- Born: 31 May 1874 Aberdeen, Scotland
- Died: 6 May 1956 (aged 81) East Melbourne, Victoria, Australia
- Resting place: Brighton General Cemetery, Melbourne
- Occupations: Engineer; industrialist; company director
- Known for: Founding figure of Australia’s industrial gases industry; first chairman of Commonwealth Industrial Gases (CIG)
- Board member of: Commonwealth Industrial Gases (chair); Cuming, Smith & Co.; Commonwealth Fertilisers and Chemicals; Australian Fertilizers; Industrial Chemicals Ltd / ICIANZ; Broken Hill South; Dunlop Australia; Triton Gold Mines; BHAS; Burma Corporation; Metal Manufacturers;
- Spouses: Grace Mary Cuming (m. 1900; deceased); Sybil Mary Vera Nunn (m. 1935);
- Awards: Knight Bachelor (1937)

= Alexander Anderson Stewart =

Scottish-born Australian engineer, industrialist and company director (1874–1956)

Sir Alexander Anderson Stewart (31 May 1874 – 6 May 1956) was a Scottish-born Australian engineer, industrialist and company director. After emigrating to Victoria in 1898 he rose to prominence in heavy industry, pioneering the commercial production of oxygen and acetylene and becoming the inaugural chairman of Commonwealth Industrial Gases (CIG). A leading Collins House Group director, he held senior roles across fertilisers, chemicals and mining, and was a long-serving office-bearer at The Alfred Hospital, where he was treasurer (1932–42) and president (1942–52). He was knighted in 1937 for services to industry and public life.

== Early life and engineering training ==
Stewart was born at Aberdeen, Scotland, on 31 May 1874, and educated at Robert Gordon's College. He was apprenticed as a mechanical engineer and obtained further practical experience in England before emigrating to Victoria in 1898.

== Engineering and industrial career ==
Settling in Melbourne’s west, Stewart became chief engineer at the Michaelis Hallenstein tannery at Footscray. In 1903 he went into partnership with William Fyvie as Fyvie & Stewart, engineers and contractors, later trading as Alex. Stewart & Co.

Recognising opportunities in industrial gases, Stewart secured German patents and plant designs and, with British Oxygen interests, helped form the Commonwealth Oxygen Company in 1911. In 1935 a reorganisation and merger created Commonwealth Industrial Gases (CIG), of which Stewart was the first chairman. Through these ventures he was central to establishing oxygen and acetylene manufacture for Australian industry and medicine.

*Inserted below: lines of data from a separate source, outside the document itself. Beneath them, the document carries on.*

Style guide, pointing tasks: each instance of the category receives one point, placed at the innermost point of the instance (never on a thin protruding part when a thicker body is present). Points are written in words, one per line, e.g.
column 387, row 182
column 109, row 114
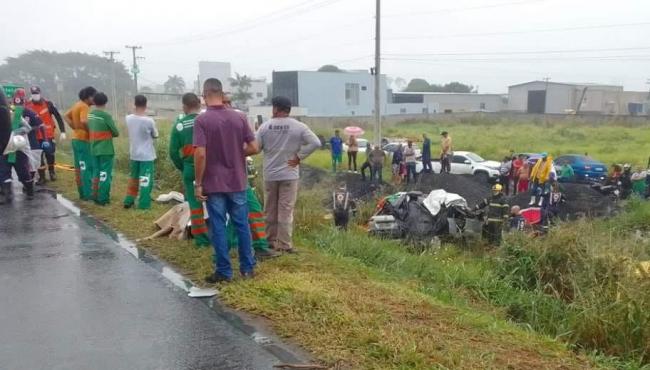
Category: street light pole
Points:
column 378, row 73
column 111, row 54
column 134, row 69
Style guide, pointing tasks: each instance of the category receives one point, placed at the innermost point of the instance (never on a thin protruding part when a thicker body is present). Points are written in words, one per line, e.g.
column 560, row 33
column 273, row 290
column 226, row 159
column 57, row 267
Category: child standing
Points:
column 142, row 132
column 101, row 131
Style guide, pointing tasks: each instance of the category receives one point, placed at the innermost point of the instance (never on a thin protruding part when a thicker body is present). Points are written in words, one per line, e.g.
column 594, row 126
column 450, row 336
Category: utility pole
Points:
column 546, row 79
column 377, row 72
column 111, row 57
column 134, row 69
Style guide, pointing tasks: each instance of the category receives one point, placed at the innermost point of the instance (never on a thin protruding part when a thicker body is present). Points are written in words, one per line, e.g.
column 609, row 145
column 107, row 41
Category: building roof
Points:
column 443, row 93
column 576, row 84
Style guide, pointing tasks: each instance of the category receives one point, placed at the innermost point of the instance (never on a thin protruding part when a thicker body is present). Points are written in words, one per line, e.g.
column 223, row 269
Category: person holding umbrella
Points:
column 353, row 146
column 336, row 146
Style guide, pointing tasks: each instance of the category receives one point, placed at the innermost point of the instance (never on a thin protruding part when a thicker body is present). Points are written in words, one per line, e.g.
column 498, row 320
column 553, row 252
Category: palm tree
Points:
column 174, row 85
column 242, row 83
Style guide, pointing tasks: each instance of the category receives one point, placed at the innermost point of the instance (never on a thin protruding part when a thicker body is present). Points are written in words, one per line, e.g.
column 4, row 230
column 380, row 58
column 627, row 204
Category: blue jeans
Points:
column 236, row 206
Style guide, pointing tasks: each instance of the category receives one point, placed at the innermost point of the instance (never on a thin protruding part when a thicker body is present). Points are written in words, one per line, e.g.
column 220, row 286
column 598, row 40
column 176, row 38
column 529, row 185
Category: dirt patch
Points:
column 467, row 186
column 310, row 176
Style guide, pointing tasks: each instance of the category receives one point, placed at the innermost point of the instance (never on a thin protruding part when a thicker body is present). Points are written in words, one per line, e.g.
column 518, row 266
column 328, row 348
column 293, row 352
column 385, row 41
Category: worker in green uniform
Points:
column 181, row 152
column 101, row 131
column 256, row 219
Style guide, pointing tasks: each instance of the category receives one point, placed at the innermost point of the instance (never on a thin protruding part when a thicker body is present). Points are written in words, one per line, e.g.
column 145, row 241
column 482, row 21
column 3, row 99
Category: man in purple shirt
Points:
column 222, row 140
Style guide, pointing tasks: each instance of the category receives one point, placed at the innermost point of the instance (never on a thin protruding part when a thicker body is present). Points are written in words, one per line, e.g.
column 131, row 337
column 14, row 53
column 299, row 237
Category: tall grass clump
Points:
column 592, row 268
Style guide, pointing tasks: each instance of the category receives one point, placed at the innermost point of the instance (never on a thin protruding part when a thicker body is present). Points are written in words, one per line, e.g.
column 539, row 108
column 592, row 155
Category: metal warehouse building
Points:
column 566, row 98
column 436, row 102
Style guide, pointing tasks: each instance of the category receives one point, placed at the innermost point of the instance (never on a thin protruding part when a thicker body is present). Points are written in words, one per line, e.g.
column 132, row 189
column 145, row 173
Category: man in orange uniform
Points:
column 77, row 118
column 45, row 136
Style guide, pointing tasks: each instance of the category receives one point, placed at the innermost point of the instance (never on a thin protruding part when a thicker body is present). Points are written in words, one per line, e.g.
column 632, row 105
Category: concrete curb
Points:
column 242, row 322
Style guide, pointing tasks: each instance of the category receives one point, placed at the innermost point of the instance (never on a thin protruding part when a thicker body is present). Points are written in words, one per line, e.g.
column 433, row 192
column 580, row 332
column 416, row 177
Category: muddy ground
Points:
column 581, row 200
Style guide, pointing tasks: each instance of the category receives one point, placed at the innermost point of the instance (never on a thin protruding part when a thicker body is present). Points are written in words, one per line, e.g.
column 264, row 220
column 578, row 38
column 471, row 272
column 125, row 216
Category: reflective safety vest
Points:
column 43, row 112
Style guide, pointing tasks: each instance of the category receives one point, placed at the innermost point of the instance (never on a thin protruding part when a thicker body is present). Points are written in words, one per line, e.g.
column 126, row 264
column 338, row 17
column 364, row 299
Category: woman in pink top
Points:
column 353, row 150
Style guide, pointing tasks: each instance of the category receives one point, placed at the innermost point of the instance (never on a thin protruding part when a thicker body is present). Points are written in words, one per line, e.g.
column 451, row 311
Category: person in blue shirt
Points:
column 336, row 144
column 426, row 154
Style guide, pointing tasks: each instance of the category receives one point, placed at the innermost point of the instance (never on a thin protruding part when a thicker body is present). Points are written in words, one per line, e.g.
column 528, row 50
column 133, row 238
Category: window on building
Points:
column 352, row 94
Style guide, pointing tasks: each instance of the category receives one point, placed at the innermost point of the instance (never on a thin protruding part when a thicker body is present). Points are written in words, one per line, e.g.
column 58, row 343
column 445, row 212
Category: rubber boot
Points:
column 29, row 190
column 41, row 178
column 8, row 193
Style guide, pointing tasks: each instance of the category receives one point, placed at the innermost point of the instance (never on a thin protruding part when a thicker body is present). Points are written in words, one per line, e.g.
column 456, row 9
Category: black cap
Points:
column 281, row 102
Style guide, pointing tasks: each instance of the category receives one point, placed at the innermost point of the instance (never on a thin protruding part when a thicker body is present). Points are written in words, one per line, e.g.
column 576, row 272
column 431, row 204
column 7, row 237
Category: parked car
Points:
column 362, row 145
column 585, row 168
column 467, row 163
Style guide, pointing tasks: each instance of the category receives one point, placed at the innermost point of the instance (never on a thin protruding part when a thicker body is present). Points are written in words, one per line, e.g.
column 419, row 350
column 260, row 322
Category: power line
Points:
column 525, row 52
column 454, row 10
column 622, row 58
column 135, row 69
column 247, row 25
column 559, row 29
column 111, row 54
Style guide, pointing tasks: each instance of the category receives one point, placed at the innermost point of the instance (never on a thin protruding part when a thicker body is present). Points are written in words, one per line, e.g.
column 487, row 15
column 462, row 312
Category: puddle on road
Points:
column 178, row 280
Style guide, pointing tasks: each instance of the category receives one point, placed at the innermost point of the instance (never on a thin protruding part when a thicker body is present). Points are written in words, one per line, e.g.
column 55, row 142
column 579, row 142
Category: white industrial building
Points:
column 219, row 70
column 329, row 94
column 441, row 102
column 259, row 92
column 568, row 98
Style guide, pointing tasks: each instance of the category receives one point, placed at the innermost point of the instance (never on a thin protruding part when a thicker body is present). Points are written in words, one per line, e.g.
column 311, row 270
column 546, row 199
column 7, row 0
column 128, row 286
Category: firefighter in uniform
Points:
column 181, row 152
column 497, row 214
column 24, row 122
column 45, row 109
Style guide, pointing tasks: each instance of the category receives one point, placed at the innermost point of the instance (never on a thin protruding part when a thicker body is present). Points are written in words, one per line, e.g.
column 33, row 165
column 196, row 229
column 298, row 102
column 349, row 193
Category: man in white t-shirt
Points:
column 285, row 142
column 142, row 132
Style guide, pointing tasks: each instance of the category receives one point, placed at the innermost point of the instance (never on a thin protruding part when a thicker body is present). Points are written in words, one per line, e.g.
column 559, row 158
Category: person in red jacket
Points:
column 47, row 112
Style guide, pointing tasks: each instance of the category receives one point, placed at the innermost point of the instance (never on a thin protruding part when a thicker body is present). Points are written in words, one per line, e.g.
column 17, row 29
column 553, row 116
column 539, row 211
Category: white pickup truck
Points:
column 468, row 163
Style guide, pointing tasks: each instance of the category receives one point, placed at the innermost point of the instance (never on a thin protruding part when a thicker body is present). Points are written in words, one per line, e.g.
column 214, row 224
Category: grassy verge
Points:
column 494, row 137
column 352, row 311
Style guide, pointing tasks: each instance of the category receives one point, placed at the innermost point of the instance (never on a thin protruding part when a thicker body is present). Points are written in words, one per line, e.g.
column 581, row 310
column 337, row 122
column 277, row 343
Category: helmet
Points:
column 47, row 147
column 19, row 142
column 19, row 96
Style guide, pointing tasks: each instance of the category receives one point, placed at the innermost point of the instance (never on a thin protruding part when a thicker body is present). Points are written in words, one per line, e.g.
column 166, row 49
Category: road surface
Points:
column 71, row 298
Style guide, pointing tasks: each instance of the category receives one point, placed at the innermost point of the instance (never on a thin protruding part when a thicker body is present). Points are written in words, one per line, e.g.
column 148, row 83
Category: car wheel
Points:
column 482, row 176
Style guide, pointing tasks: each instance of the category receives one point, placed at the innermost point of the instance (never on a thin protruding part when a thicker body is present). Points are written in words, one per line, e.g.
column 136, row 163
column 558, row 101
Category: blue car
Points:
column 585, row 168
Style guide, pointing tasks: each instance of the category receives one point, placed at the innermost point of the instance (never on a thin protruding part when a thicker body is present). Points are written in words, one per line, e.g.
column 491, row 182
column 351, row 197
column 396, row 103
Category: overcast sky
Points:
column 489, row 43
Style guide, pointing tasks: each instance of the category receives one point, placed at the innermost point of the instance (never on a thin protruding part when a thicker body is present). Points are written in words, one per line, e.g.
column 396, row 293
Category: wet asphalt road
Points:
column 70, row 298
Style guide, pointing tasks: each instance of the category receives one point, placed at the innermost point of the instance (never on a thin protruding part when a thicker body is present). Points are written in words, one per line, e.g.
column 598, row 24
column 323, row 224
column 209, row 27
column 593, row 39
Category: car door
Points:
column 461, row 165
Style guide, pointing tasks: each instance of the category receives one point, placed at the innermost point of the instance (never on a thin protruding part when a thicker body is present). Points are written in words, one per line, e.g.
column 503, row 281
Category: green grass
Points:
column 377, row 304
column 493, row 137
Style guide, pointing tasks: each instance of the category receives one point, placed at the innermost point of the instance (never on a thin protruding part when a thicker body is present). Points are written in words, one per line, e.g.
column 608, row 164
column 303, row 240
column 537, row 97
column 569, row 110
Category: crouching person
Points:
column 343, row 207
column 102, row 130
column 497, row 214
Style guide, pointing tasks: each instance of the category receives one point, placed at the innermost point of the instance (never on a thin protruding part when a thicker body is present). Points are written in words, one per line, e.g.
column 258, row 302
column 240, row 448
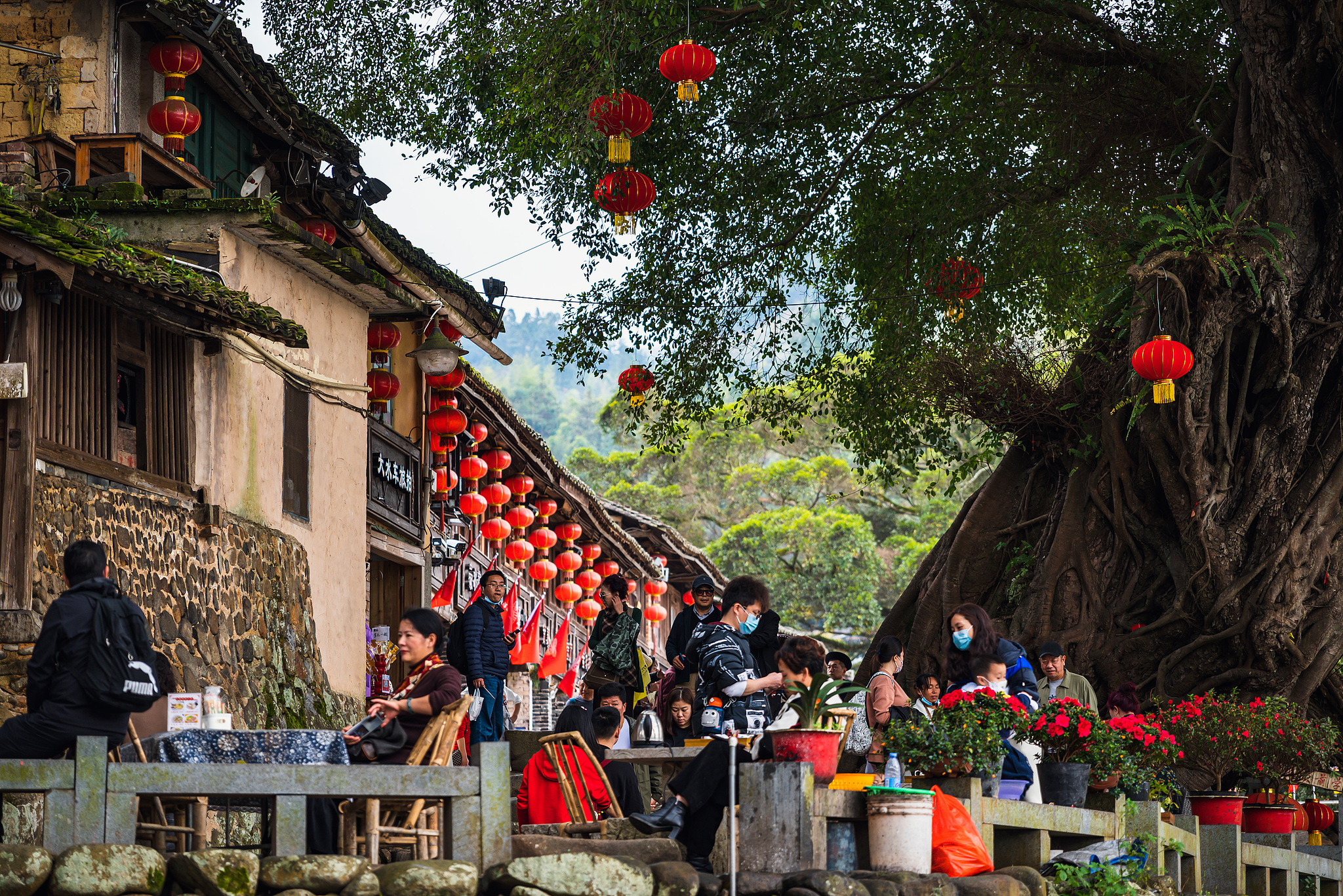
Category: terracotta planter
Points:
column 810, row 745
column 1217, row 806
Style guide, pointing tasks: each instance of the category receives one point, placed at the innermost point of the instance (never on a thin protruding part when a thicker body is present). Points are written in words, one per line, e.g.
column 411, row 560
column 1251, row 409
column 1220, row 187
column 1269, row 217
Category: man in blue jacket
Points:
column 487, row 655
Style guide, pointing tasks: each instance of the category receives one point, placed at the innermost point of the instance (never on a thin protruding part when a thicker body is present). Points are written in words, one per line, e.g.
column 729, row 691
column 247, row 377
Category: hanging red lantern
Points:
column 542, row 572
column 542, row 539
column 519, row 551
column 635, row 381
column 471, row 468
column 625, row 193
column 687, row 64
column 1162, row 362
column 446, row 421
column 452, row 379
column 496, row 494
column 519, row 516
column 620, row 117
column 496, row 528
column 471, row 504
column 175, row 60
column 175, row 120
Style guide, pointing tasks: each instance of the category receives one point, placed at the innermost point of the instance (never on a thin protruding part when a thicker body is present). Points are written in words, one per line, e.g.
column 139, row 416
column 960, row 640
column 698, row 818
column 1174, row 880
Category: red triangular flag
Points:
column 528, row 648
column 443, row 596
column 557, row 655
column 571, row 677
column 481, row 582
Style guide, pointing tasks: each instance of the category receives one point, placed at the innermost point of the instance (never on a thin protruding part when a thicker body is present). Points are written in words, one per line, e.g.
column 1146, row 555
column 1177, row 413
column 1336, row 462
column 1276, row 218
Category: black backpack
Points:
column 120, row 673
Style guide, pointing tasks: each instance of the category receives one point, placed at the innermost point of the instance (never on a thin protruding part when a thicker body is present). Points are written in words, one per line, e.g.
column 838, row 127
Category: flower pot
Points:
column 1217, row 806
column 817, row 746
column 1062, row 783
column 1268, row 819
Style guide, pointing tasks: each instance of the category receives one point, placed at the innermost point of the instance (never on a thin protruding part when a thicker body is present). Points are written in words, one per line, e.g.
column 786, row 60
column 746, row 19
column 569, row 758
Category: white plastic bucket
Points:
column 900, row 832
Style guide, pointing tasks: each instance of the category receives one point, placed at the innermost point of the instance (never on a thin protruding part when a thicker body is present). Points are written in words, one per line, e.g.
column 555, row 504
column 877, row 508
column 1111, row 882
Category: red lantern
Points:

== Company directorships and Collins House ==
Following the death of his father-in-law James Cuming (1835–1911), Stewart joined the board of Cuming, Smith & Co. He later held directorships (often chairing committees) with Commonwealth Fertilisers and Chemicals, Australian Fertilizers, Industrial Chemicals Ltd (subsequently ICI in Australasia), Dunlop
, and Broken Hill South, among others. He moved within the Collins House Group business network.

== Public service and philanthropy ==
Stewart served on federal wartime industrial and munitions panels during the Second World War. He was treasurer of The Alfred Hospital (1932–42) and president (1942–52), and sat on the Felton Bequest committee. His portrait by Max Meldrum reflects his public prominence.

== Honours ==
Stewart was appointed a Knight Bachelor in 1937 in recognition of his services to industry and public affairs.

== Personal life ==
On 16 February 1900 Stewart married Grace Mary Cuming, daughter of industrialist James Cuming (1835–1911).

== Death ==
Stewart died at East Melbourne on 6 May 1956 and was buried in Brighton General Cemetery, Melbourne.

== Legacy ==
Stewart’s engineering entrepreneurship helped establish the Australian industrial gases sector and consolidated key fertiliser and chemical enterprises. His hospital and philanthropic work, particularly at The Alfred and through the Felton Bequest, were significant 20th Century contributions, and support his standing as a civic leader.